Alle die einen Char machen möchten mit dem sie keinen stress wollen, keine Pflichttermine,
kein dauerhaftes "zieh mich hier zieh mich da" sondern einfach nur in Ruhe mit entspannten Leuten spielen
wollen sind hiermit herzlichst eingeladen sich auf dem Server Blutkessel auf Hordenseite einen Twink zu erstellen.
Dass hochlvln auf 80 ist keine Pflicht, man kann auch in den kleinen Inis Fun haben.
Spezialitäten der Gilde (ausser meine Hochheiligen Anwesenheit *hüstel*):
Schön 2er runs durch alle alten inis mit gleichlvligen Twinks, freundliche entspannte Atmosphäre, komische Ideen bis zum 
Umfallen und so weiter
Neulingen erkläre ich gerne die von mir erdachten Taktiken etc. (Was ich sagen will: NOOBS WILLKOMMEN)
Wir sind keine TS Junkies, wer will kann TS kommen wer keine Lust hat kommt halt nicht =)
Wenn wir genug 80er haben und alle mal lust haben können wir auch Raiden gehen, aber wir werden KEINE Stammgrp aufstellen
sondern nur machen wozu wir lust haben.

Hier die einzigen Aufnahmekriterien für die Chilledfreakz:

Euer Twink muss Chilled**** heißen.
Meine heißen Chilledfreak mit allen Akzenten, wir haben Chilledpalas/Chilledshamis/Chilledladys/Chilledudus etc.
(Ausnahmen haben die Regel^^ Bei interesse schreibt mir hier eine PN)

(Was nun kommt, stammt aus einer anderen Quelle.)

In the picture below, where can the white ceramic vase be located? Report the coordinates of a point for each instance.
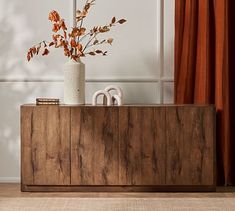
(74, 83)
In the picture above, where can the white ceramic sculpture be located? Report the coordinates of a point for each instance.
(105, 94)
(119, 94)
(108, 98)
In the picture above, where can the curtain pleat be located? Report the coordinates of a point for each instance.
(203, 70)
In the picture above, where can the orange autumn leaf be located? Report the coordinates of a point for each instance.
(77, 42)
(110, 41)
(63, 25)
(45, 52)
(54, 16)
(56, 27)
(122, 21)
(113, 20)
(79, 47)
(73, 43)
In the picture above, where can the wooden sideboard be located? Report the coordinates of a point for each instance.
(127, 148)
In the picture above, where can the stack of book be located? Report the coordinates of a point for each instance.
(47, 101)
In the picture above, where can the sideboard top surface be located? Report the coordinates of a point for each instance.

Und bei uns wird sich NICHT angezickt! Und "Alda dainä Mudda" ist ein Grund für Instant Kick solange es ernst gemeint ist =)


----------



## Borberat (27. Februar 2009)

.. ups doppelpost-.-


----------



## Shubunki (28. Februar 2009)

Schade, dass ich nicht auf Blutkessel spiele...würde sofort bei Dir einsteigen  


			Dieser Inhalt steht nur eingeloggten Mitgliedern zur Verfügung.


----------



## Borberat (2. März 2009)

Kannst gerne auch nen Twink erstellen (Kein Toderitter=)
Ein bischen Startkapital kriegst du auch^^ So ein paar Taschen und ein bischen Gold fürs Grundequip,
wie oft du online bist ist wie gesagt egal, hauptsache du bist kein Stresser 


			Dieser Inhalt steht nur eingeloggten Mitgliedern zur Verfügung.


----------



## BlizzLord (2. März 2009)

Ich werd vlt. mal reinschnuppern 


			Dieser Inhalt steht nur eingeloggten Mitgliedern zur Verfügung.


----------



## Borberat (2. März 2009)

=) /who Chilledfreakz wenn ihr online seid =)


----------



## Sheilina (4. März 2009)

/Push


----------



## Imagino (6. März 2009)

Hallo

Knapp, bevor ich mit 3 Mains, 24 Twinks und 3 Bankchars der erste WoW-Spieler mit Burn-Out-Syndrom werden konnte, erreichte mich deine Einladung.

Danke Danke Danke  


			Dieser Inhalt steht nur eingeloggten Mitgliedern zur Verfügung.
        

 

Ich werde also noch mal ganz von vorne anfangen und unter deiner Anleitung alles gaaanz anders und natürlich viel gesünder und besser machen.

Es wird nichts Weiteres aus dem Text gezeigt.